Standing there, watching in disbelief, I saw the South Tower fall. And just before I left for work, I saw the North Tower fall as well.
Ten years later as I see the video footage of that day, I am brought back to my basement apartment in Colorado. Standing in my towel, wet hair dripping on the carpet, watching an unfathomably horrible tragedy play out on my television screen.
Today I pray for peace for the victims and their families - on this anniversary and every day. I pray for the people of the United States of America, that this anniversary might remind us all of our interconnectedness - that we might all be encouraged to reach out to our fellow human beings, just as we did in the days following the attacks, rather than focusing on our differences.
I came across this today. It is a letter written by Ian Adelman to his friends and family the afternoon of September 11, 2001.
"On one hand, it is amazing to see people looking out for one another as everything appears to fall apart around them, but it is deeply saddening to think that it takes this kind of catastrophe to get people to overlook petty concerns and just be kind to those around them. The saddest thing is that while we'll all remember the physical event-- most of us won't be able to remember the way we felt. If only people could hang on to that feeling of common ground with nearby strangers that such a disaster instills. If we could somehow keep that in our emotional memory, we'd be better equipped to move forward--whether in the context of a local community, a nation, or a planet."
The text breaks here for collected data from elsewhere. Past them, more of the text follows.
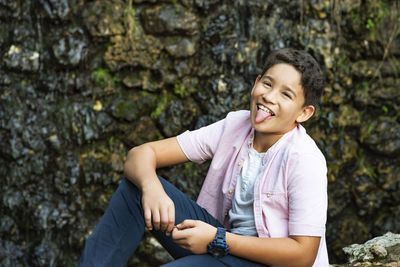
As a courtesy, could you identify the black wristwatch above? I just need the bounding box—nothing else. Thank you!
[207,227,229,257]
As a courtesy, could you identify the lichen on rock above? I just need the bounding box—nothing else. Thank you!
[104,34,163,71]
[331,232,400,266]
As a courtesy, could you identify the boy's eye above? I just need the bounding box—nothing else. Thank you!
[263,82,272,87]
[282,92,292,99]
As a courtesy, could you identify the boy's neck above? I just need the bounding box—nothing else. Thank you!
[253,132,282,153]
[253,125,297,153]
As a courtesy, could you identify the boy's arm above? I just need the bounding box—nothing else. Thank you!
[172,220,320,267]
[227,232,320,267]
[123,137,189,234]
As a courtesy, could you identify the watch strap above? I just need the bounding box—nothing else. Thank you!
[207,227,229,257]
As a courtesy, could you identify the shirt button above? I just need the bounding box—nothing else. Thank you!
[229,189,233,194]
[238,161,243,166]
[267,193,271,198]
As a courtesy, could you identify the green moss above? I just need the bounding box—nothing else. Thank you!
[125,7,135,28]
[108,136,114,148]
[91,68,120,96]
[183,162,199,176]
[124,0,136,36]
[366,18,375,30]
[173,78,199,98]
[356,149,377,178]
[365,0,396,41]
[150,93,170,119]
[20,80,27,88]
[115,101,134,118]
[174,80,187,97]
[337,56,348,68]
[359,119,377,143]
[92,68,112,87]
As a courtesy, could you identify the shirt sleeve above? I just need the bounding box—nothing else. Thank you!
[176,118,226,164]
[287,153,328,237]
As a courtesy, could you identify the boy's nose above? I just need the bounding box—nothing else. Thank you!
[262,88,278,104]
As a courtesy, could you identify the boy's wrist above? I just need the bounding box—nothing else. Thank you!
[141,178,163,193]
[207,227,229,257]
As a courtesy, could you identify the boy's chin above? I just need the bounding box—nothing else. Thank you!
[251,122,270,133]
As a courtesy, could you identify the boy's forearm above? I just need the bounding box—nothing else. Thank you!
[123,145,162,191]
[226,233,319,267]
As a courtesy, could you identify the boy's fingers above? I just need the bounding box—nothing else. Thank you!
[166,205,175,234]
[172,223,198,240]
[144,208,152,230]
[159,207,169,231]
[171,228,187,240]
[152,209,160,230]
[171,226,178,237]
[178,219,196,229]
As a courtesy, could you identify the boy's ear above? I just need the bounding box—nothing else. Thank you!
[296,105,315,123]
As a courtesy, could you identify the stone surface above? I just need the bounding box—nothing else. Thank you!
[343,233,400,263]
[51,32,88,67]
[3,45,40,72]
[83,0,126,37]
[104,34,163,71]
[39,0,71,19]
[360,117,400,156]
[164,37,197,58]
[141,4,199,35]
[122,70,163,92]
[331,232,400,266]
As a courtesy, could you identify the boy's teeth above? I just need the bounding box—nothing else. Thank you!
[258,105,272,114]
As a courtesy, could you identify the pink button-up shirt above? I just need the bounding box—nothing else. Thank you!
[177,110,329,266]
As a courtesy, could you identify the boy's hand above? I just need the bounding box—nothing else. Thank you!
[141,185,175,235]
[171,220,217,254]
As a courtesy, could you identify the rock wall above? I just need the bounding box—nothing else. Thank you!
[0,0,399,265]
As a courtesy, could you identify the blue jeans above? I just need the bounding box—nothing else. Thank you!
[78,177,265,267]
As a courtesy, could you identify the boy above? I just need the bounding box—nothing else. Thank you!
[79,48,328,266]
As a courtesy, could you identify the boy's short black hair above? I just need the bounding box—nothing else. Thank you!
[261,48,324,107]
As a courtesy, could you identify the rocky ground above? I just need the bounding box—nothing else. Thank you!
[331,233,400,267]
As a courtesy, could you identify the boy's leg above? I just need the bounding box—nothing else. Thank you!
[78,178,147,267]
[160,254,266,267]
[78,176,223,266]
[161,254,227,267]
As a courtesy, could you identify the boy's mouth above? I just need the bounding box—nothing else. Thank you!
[257,105,275,116]
[255,104,275,123]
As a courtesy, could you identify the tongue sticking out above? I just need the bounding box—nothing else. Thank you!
[255,109,271,123]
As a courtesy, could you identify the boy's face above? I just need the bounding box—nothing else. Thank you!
[250,63,314,136]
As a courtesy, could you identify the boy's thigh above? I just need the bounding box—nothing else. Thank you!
[161,254,267,267]
[160,254,225,267]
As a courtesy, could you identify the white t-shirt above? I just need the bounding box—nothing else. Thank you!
[229,146,265,236]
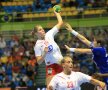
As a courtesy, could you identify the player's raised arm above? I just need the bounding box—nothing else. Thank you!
[65,45,92,53]
[54,6,63,30]
[64,23,91,47]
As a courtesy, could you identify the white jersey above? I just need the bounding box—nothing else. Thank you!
[34,26,63,66]
[49,71,92,90]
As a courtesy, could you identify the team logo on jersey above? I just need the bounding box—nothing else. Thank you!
[48,68,52,75]
[48,45,53,52]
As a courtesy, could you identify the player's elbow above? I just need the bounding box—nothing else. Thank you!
[59,20,63,26]
[57,21,63,29]
[36,57,44,65]
[48,85,53,90]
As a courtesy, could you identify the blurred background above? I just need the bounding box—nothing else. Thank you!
[0,0,108,90]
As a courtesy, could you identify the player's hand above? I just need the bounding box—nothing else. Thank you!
[44,40,49,54]
[65,45,70,51]
[44,47,49,53]
[54,10,61,15]
[98,82,106,90]
[54,10,57,14]
[64,23,73,32]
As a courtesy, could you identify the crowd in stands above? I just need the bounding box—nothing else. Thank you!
[0,26,108,87]
[0,0,108,13]
[0,34,38,88]
[62,0,107,8]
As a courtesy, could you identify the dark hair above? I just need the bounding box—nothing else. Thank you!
[97,40,105,47]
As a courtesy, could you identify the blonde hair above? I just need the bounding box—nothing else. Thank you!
[61,56,72,64]
[33,25,42,33]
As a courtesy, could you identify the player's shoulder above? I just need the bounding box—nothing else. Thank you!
[92,47,106,51]
[92,47,104,49]
[55,72,64,77]
[36,40,44,45]
[56,72,63,76]
[74,71,85,75]
[34,40,44,48]
[54,72,66,80]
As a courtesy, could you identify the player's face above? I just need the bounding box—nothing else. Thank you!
[63,57,73,73]
[37,26,45,38]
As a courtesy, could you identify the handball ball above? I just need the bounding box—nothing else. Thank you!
[53,5,61,13]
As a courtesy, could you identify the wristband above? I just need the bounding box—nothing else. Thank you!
[71,30,78,36]
[70,48,75,52]
[90,42,94,48]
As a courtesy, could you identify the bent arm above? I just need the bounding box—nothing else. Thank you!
[46,11,63,39]
[35,46,48,65]
[54,11,63,30]
[36,56,45,65]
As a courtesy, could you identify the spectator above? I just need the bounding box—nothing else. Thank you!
[0,55,8,64]
[26,64,34,79]
[0,62,5,78]
[4,62,12,76]
[19,78,26,87]
[35,0,41,9]
[0,80,3,87]
[12,61,21,78]
[3,75,11,87]
[26,78,34,87]
[0,35,6,49]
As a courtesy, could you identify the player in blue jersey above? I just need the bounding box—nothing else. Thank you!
[64,23,108,89]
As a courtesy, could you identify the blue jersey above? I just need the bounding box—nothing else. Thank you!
[92,47,108,87]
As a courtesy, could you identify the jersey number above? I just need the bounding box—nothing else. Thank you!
[48,45,53,52]
[67,81,73,88]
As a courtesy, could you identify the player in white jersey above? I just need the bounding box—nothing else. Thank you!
[48,56,106,90]
[32,9,63,86]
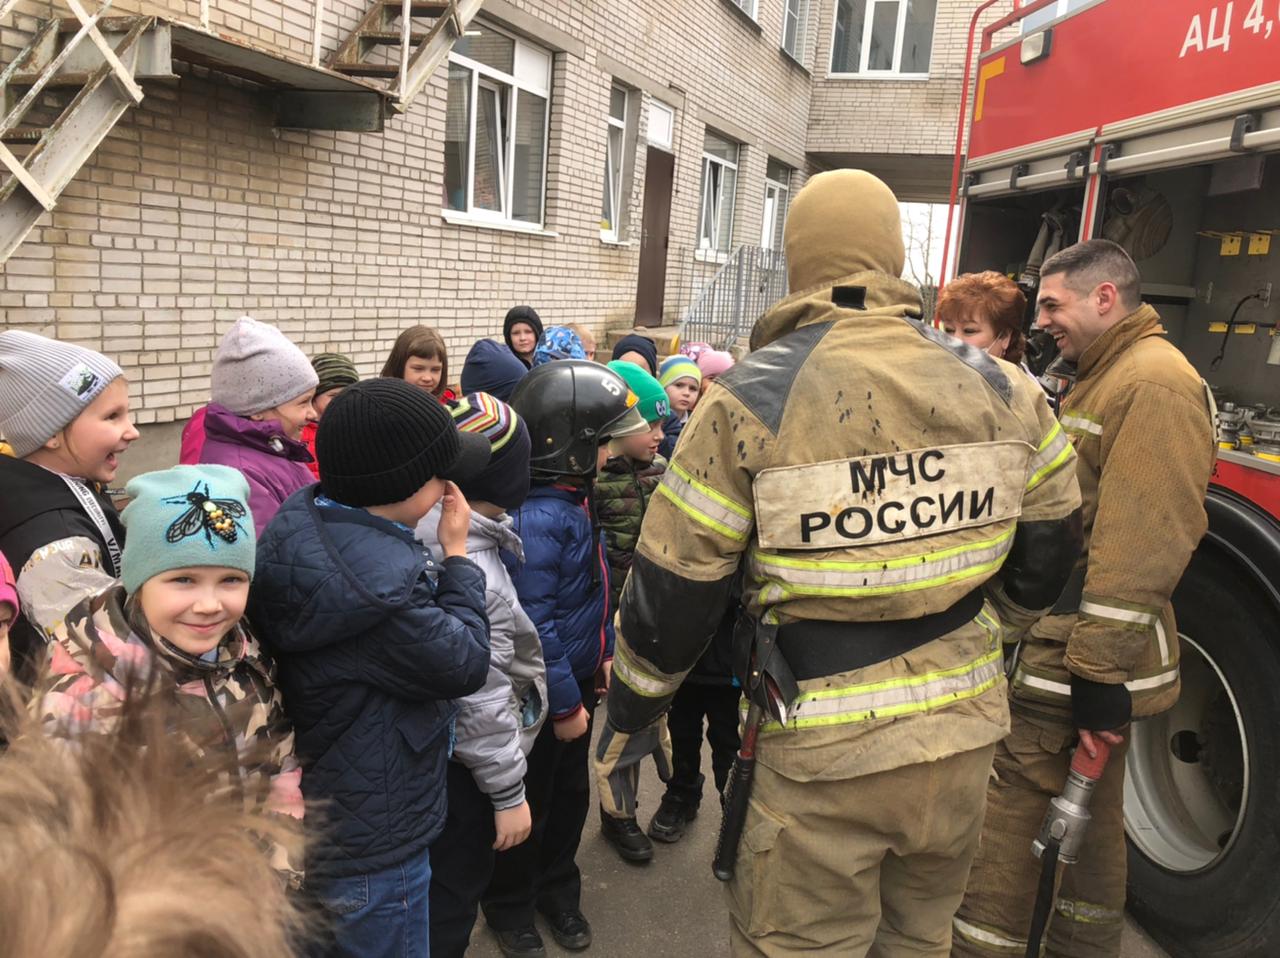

And because I am never one to miss an opportunity to reference The West Wing, here are some incredibly poignant words spoken by President Bartlet, regarding an attack on a college campus:
"We did not seek nor did we provoke an assault on our freedom and our way of life. We did not expect nor did we invite a confrontation with evil. Yet the true measure of a people's strength is how they rise to master that moment when it does arrive. 44 people were killed a couple of hours ago at Kennison State University. Three swimmers from the men's team were killed and two others are in critical condition. When, after having heard the explosion from their practice facility, they ran into the fire to help get people out. Ran *in* to the fire. The streets of heaven are too crowded with angels tonight. They're our students and our teachers and our parents and our friends. The streets of heaven are too crowded with angels, but every time we think we have measured our capacity to meet a challenge, we look up and we're reminded that that capacity may well be limitless. This is a time for American heroes. We will do what is hard. We will achieve what is great. This is a time for American heroes and we reach for the stars. God bless their memory, God bless you and God bless the United States of America. Thank you."
God bless the memory of all those lost on 9/11. And God bless the United States of America.